I have been working on sustainability for over 10 years. I started in communications for a boutique, sustainable PR and communications consultancy, and worked across a whole range of industries. I then headed to sustainable communications consultancy, OgilvyEarth in Shanghai before joining Redress four-and-a-half years ago. Here, my focus has been on fashion and the environment. I always had a passion for animal conservation and protection of biodiversity. One of my heroes is Sylvia Earle and the work she has done to highlight the devastation that human activity has on oceans. I am a strong believer that with knowledge, humans have complete power to turn things around and create positive impact through choices and actions. I work towards this every day.
At Redress, our biggest challenge is lack of time and money to address all the issues related to environment. The issues are so vast and there is so much to do. Other challenges we encounter as we work to combat reduction of waste in the fashion industry are lack of awareness among the industry, consumers and fashion students.
For industry, there are many people working at different stages within the supply chain. The fashion and textile industry is still unaware of the impact it has on our planet. If at all they are aware, it is difficult to apply positive change within their own roles without knowledge, training or the encouragement to do so from the top of the business. There is the issue of lack of money to address issues, but being sustainable is now not just a moral decision - there are some great business opportunities, and brands not adapting or investing in change are going to be in trouble.
For students aspiring to enter the fashion industry, there is a lack of information being passed on in schools. Although things are changing, sustainability is often (if at all) not fully integrated through the curriculum. This is often because of lack of resources or knowledge in educators.
For the consumer, information can be hard to find and a little overwhelming. The complexity of issues, and often conflicting advice on 'better' clothing options leave consumers running for cover.

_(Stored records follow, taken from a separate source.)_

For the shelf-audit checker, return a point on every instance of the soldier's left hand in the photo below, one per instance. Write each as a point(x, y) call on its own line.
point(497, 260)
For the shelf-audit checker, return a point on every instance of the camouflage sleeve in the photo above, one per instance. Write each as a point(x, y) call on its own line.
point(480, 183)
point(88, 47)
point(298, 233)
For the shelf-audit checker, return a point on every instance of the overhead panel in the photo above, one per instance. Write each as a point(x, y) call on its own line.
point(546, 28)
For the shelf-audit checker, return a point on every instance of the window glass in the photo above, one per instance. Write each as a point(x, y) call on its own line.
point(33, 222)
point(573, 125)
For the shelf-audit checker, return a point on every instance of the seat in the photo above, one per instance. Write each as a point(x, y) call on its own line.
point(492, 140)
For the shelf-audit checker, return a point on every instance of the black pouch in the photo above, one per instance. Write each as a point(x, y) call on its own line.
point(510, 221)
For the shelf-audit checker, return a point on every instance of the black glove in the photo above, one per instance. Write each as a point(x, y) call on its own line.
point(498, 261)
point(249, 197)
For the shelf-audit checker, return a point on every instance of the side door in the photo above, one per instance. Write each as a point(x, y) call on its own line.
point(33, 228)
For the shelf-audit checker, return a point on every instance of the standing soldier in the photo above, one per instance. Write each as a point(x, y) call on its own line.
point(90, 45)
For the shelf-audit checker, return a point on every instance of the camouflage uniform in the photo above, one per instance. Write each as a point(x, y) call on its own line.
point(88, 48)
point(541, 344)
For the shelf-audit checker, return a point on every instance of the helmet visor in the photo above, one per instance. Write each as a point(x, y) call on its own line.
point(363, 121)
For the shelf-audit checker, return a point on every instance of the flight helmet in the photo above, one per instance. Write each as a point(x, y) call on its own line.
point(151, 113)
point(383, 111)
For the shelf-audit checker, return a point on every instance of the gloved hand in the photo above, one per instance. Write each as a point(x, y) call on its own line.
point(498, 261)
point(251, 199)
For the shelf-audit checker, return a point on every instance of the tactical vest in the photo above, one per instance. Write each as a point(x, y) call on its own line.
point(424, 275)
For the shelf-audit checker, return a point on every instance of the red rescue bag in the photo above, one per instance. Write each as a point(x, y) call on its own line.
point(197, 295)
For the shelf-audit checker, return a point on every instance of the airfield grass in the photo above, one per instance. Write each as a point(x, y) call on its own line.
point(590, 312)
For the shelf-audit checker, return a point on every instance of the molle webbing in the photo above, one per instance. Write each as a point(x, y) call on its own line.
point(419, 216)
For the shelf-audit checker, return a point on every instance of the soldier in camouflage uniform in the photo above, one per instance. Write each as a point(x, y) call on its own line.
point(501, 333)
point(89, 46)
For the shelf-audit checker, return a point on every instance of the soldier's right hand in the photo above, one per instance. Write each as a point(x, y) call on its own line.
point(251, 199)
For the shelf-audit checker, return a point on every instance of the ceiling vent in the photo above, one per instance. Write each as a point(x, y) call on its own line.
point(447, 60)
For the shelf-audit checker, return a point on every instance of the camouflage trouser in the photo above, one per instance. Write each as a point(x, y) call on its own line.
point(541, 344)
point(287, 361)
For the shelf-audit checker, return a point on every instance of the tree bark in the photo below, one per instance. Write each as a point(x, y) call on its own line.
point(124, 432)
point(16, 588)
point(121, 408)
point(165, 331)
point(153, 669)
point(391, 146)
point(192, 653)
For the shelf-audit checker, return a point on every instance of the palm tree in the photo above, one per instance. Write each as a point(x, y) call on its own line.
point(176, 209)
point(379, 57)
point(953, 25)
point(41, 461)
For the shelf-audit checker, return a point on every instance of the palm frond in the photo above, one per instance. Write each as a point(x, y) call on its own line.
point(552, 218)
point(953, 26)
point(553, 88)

The challenge is providing the information that consumers need in a positive way to encourage change rather than fatigue people into inaction with all the bad news so that they just keep shopping the same way!

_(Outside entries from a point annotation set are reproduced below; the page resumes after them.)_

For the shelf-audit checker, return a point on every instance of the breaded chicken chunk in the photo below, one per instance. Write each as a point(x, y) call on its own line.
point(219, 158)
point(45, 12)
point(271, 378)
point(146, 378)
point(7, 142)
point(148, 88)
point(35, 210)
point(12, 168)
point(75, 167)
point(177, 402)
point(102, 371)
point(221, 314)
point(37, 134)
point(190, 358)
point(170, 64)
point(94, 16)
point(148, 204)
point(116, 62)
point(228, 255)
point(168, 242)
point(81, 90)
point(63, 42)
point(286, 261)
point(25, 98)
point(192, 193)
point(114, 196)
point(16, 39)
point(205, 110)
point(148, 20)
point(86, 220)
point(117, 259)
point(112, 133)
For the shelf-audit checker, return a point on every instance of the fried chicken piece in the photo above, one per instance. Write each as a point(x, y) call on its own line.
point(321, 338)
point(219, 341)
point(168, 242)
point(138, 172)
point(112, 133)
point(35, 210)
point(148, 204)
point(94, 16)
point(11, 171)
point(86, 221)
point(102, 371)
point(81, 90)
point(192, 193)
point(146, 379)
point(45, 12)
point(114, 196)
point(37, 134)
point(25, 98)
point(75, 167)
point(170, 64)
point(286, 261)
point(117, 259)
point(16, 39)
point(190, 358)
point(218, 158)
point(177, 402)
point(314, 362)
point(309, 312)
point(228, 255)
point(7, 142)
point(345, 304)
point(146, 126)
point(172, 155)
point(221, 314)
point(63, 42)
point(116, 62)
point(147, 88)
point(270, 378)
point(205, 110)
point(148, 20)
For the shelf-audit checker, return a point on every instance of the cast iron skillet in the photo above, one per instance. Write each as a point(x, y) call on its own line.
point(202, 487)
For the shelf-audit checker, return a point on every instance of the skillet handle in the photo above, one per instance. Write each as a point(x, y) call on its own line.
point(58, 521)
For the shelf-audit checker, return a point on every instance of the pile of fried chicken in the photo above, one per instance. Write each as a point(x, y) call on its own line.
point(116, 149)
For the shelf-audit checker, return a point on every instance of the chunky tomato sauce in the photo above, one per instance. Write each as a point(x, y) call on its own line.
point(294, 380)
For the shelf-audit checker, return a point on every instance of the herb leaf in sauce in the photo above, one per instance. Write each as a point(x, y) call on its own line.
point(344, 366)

Much of our work focuses around bringing critical information to these three groups, showcasing examples of positive change and driving discussions around innovation. We do this in many ways like industry roundtable and panel discussions, creation of educational material and video content including our recent documentary Frontline Fashion. We showcase the work of emerging sustainable designers through our EcoChic Design Award and through consumer campaigns, exhibitions, workshops and content such as the new consumer guide, Dress with Sense.
There are so many people we need to reach with information and we are a small team, so we aim to create engaging content and useful tools that can be easily shared with large audiences across the world. We were delivering fashion talks with university students and knew we could not stretch as far as we wanted, so we developed the EcoChic Design Award Educators pack. It has four topics of one hour each with extra exercises and project briefs that can be delivered by lecturers. This pack has been downloaded over 350 times across 55 countries since its launch at the end of last year. It is great to track our impact and have a growing network of educators who we can tap into for feedback and improvement.
We believe, education is the biggest driver of change. One fantastic thing that we witness is that once people start to understand the issues, there is no return. I think it is less about a particular segment and more about general mindset and a commitment from the top of the organisation. For example, we often find that there are motivated people within fashion brands who are not able to enact change as it is not part of the core mission of that brand. However, it is brands that have the biggest influence. If more brands encourage their supply chains to become more sustainable, the rest of the industry will follow.
Recycling and up-cycling is definitely not a new thing. As fashion has sped up, we have lost many traditions that made the fashion industry creative and wonderful. We encourage any tradition that helps people fall in love with their clothes again, that respects the environment and the people who are involved in making clothes and helps drive our overall mission to reduce waste. Every day, we come across fantastic initiatives that make us believe in fashion again.
This is our biggest cycle in the six-year history of this programme. We have been expanding regularly and are open to emerging designers in Asia, Europe or the United States of America. We are looking for new talent in sustainable design. Applications can come in till 3 April 2017. There are exciting prizes. For example, the chance to design an up-cycled capsule collection for new luxury up-cycled brand BYT. In their applications, designers must design a collection using textile waste and one or more of the three design techniques of zero-waste, up-cycling or reconstruction.
Ten finalists will join the Redress team in Hong Kong this September for a whirlwind trip of challenges and workshops, ending in the grand finale at Hong Kong Fashion Week where they will present their six piece collections. We have an amazing line up of expert judges and some great ambassadors including model Bonnie Chen and model, actress, entrepreneur and activist Amber Valletta.
It is difficult to measure the impact of our programmes in terms of tangible change that we have influenced, but consumers are demanding more information on the industry and on individual brands. Our followers grow every day and we try to keep our content fresh and interesting to keep inspiring this passionate group.
Redress is now in its 10th year but in the last few years we have seen big shifts in terms of improvements in the industry in sustainability initiatives and responsible production. There is still a long way to go but we are encouraged and like to think that through our activities we have played, and continue to play a part in this shift. What we can tangibly measure is a huge rise in the numbers of visitors to our online educational content!